All-Time A's #5:
Fans of the A's, Cardinals and baseball in general often have trouble knowing exactly what to make of Mark McGwire. The private slugger has had one of the more public retirements of any baseball player in recent memory. His legacy and the future of his retirement remain up in the air. Of course, for Mark McGwire, uncertainty in his career is nothing new.
Big and naturally strong, McGwire entered USC without a position or even the knowledge of whether he was depending on chicks digging the long ball or hurlers with high end fastballs.
As a freshman, McGwire was used about equally as a part time batter and pitcher. His offensive numbers were sluggish, but his 3.04 era held whispers of better things to come. That summer, though, playing for the Anchorage Glacier Pilots, McGwire dominated the summer league - with a .415 average and 14 homeruns - and Big Mac was born. He returned to USC for his sophomore year and proceeded to hit a homerun every ten at bats. He improved that to one every 7.6 his junior year and found himself on the fast track to the big leagues.

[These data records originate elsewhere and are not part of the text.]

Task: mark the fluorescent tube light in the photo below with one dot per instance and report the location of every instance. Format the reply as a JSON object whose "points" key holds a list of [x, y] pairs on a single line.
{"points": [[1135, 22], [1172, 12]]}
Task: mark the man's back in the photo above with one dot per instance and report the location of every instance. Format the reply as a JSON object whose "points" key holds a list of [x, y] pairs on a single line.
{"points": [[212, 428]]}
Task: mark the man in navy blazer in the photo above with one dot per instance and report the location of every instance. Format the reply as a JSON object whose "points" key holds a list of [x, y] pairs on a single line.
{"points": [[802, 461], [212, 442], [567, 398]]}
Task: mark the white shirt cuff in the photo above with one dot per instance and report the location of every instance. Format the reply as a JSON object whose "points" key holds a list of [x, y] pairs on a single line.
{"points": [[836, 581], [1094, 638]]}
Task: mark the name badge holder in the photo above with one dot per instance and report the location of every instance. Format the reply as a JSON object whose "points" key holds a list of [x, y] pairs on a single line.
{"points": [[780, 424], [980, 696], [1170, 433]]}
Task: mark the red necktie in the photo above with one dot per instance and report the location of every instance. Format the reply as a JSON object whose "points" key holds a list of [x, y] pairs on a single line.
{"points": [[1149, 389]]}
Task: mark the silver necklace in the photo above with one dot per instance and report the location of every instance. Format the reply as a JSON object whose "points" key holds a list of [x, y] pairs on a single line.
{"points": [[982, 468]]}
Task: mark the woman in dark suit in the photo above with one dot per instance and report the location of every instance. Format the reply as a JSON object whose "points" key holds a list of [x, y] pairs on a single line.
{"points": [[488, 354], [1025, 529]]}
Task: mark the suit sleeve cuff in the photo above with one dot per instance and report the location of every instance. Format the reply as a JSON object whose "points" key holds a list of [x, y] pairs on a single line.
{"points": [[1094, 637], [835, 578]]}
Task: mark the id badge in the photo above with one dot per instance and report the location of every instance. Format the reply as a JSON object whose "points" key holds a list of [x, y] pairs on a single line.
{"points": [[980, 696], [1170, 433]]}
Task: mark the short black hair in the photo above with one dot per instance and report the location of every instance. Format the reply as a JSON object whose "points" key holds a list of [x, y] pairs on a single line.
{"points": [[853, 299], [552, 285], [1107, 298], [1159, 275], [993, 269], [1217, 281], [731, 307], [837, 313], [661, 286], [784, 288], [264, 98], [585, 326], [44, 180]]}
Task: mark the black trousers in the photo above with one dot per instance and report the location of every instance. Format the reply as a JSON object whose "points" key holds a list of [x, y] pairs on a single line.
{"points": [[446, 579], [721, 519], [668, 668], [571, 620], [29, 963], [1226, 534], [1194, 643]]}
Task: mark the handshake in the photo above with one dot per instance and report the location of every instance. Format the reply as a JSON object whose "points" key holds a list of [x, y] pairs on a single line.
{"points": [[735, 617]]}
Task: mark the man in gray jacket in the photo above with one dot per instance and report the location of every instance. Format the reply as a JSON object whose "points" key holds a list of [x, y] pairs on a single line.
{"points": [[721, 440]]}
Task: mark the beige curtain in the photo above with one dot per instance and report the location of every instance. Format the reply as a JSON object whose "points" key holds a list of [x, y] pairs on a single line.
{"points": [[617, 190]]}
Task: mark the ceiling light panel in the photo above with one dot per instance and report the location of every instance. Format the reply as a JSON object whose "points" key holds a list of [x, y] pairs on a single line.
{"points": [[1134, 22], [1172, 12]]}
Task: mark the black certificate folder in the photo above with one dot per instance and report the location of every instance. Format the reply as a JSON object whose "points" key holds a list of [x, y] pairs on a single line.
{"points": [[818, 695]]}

He was drafted tenth by the A's in 1984 - behind such notables as Shawn Abner, Cory Snyder and Jay Bell. Reportedly, the A's were deciding between McGwire and the more athletic Shane Mack, who went 11th. After a less than spectacular showing for the Silver Winning team USA in the Olympics, McGwire joined Modesto and began his quick trip through the minors. Despite his obvious shortcomings as a third baseman, McGwire arrived in the big leagues in 1986 as a third baseman, because the first base slot was being held in waiting for Rob Nelson, one of many uber prospects whose game didn't quite translate to the pro levels - or, in his case, AAA. McGwire enjoyed a cup of coffee in the show at the end of '86, flashing a bit of power and showing Sandy Alderson and co enough that he was on his way to the bigs to stay the next spring.
His 1987 was one of the better rookie seasons in the game's history. He smacked a still standing rookie record of 49 homeruns, breaking Reggie Jackson's single season team record. His .988 OPS vaulted him immediately into super stardom. Heading into the last game of the season, with a chance to reach the vaulted 50 homerun plateau, McGwire sat out the last game to be present for the birth of his son.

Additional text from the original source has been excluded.